When she got home and told her mother they were out of Bibles, Isabelle said: ‘We could forget about the books, and just sell stationery.’
‘The stationery doesn’t make enough money,’ Sylvie said. ‘Anyway, I don’t want to spend my life selling paper and ink. We have a mission to enable our fellow men and women to read God’s word for themselves, and to find their way to the true gospel. I want to go on doing that.’
Her mother smiled. ‘Good girl.’
‘But how will I get the books? We can’t print them. Father’s machinery belongs to someone else now.’
‘There must be other Protestant printers in Paris.’
‘There are – I’ve seen their books in customers’ homes. And we’ve got plenty of money from past sales to buy new stock. But I can’t find out where the printers are – it’s a secret, obviously.
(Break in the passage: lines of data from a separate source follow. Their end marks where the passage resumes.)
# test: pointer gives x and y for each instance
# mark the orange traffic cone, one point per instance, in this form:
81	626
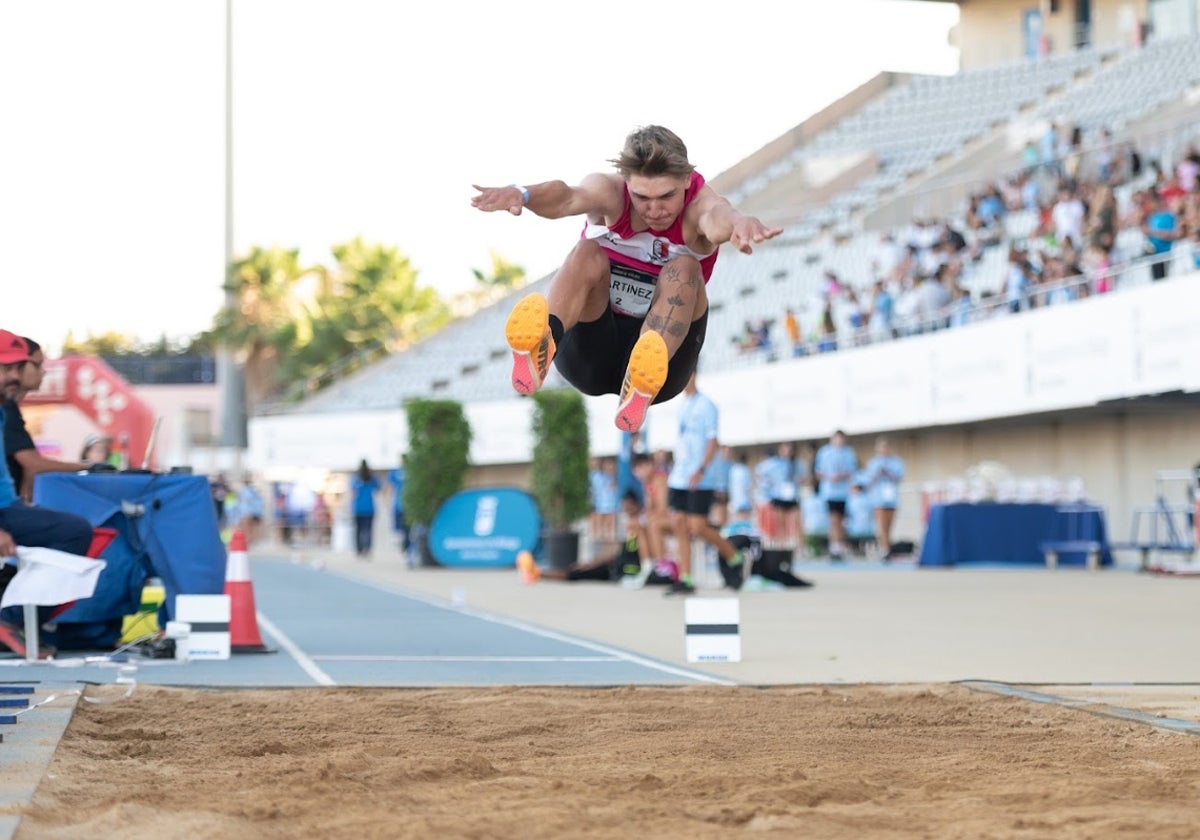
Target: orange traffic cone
244	636
528	569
Anyway, they can sell the books themselves, so why would they need me?’
‘There’s only one place where it’s possible to buy large quantities of Protestant books, and that’s Geneva.’ Isabelle said it as if Geneva were as remote as the moon.
But Sylvie was not easily discouraged. ‘How far is it?’
‘You can’t go! It’s a long way, and a dangerous journey. And you’ve never travelled farther than the outskirts of Paris.’
Sylvie pretended to be less daunted than she felt. ‘Other people do it. Remember Guillaume?’